In the evening, she takes the dinghy with Captain Harrison, and two others, into port. Calabar is soaking under a fine rain. She makes her way to the offices of the protectorate, and Captain Harrison is gallant, walking al
ong beside her, holding an umbrella over her, and talking about the savages, as he calls them, that they encounter in the streets. Mary receives his alarmed consideration of her in tolerant silence. The offices are housed in the center of a high-walled courtyard. Captain Harrison introduces her to a man named MacDonald, the head administrator of the protectorate. He’s a tall, barrel-chested man with a graying beard, trimmed so close to his face that it appears from a distance to be coloration rather than whiskers.
—I have heard of you already, Miss Kingsley, he says in a rich baritone. I know Captain Murray of The Lagos. I saw him only last week.
—How is Captain Murray? she asks.
—He’s bound for England. I expect he’s reached the Canaries by now. He spoke of you with great wonderment.
—As you see, I’m hardly a wonder of any kind.
—Consider it an opinion, then, which I’m reluctant to contradict.
Mary nods, smiling. This is the sort of talk she habitually dismisses, and is always annoyed by, since it singles her out for being a woman in the circumstance, and her qualities as therefore appreciable only because of this: no man, undergoing the same things she has undergone, is ever considered anything at all but average. Yet this Mr.
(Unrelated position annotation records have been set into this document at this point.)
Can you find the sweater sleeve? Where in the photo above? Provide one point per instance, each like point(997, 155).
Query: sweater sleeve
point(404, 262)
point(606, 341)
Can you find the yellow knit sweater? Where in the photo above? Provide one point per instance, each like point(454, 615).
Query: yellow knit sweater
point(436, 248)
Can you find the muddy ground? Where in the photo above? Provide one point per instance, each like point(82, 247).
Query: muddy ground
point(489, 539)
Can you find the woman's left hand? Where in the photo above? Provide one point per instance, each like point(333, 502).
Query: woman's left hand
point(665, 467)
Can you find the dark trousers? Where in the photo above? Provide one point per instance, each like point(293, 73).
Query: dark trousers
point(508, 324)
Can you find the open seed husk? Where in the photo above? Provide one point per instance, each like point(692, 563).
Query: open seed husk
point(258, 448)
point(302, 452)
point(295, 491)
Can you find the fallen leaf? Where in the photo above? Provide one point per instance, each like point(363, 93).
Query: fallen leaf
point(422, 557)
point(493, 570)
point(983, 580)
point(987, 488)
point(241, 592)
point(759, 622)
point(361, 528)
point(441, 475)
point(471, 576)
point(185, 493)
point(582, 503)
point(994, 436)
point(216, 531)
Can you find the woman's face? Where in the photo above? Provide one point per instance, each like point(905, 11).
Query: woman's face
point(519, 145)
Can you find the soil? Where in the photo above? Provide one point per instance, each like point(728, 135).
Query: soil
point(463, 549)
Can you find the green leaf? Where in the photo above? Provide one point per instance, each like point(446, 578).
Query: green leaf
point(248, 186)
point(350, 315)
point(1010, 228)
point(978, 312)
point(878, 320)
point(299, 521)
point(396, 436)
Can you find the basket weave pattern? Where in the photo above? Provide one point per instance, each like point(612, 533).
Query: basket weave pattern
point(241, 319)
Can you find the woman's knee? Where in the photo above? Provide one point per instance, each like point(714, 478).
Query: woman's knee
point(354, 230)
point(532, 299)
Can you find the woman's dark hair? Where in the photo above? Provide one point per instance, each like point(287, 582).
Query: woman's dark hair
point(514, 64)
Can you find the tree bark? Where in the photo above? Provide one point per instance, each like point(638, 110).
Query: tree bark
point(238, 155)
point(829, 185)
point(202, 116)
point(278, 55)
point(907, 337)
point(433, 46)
MacDonald has such a light of humor and even irony in his eyes; it is as if he’s perfectly aware of her feelings, and is speaking for the benefit of Captain Harrison. It is like a joke between them. She says:
—If you find me so wonderful, I suppose it should be no surprise to you that I am determined to return to Africa as soon as possible. I ’ave only begun, ’ere.
—Just so. We must stay in touch, he says. I’ll make an introduction for you to my wife, in England. Lady MacDonald. Well, Ethel is her name. Awful name, Ethel, but a marvelous woman. You’ll find her very agreeable.
—I’ve no doubt of it.
They have tea, and Captain Harrison talks about the failed efforts of missionaries to inculcate Christian values into the savages. In his mind, the prospect is fruitless, doomed to failure from the start. He favors trade, yet sees it only in terms of plunder for the Empire. He has no interest in preserving anything of the life he encounters in these rivers and estuaries; it all looks benighted to him, a region of hellish vapors and feral people. He wants ever so badly to get back to The Home Island.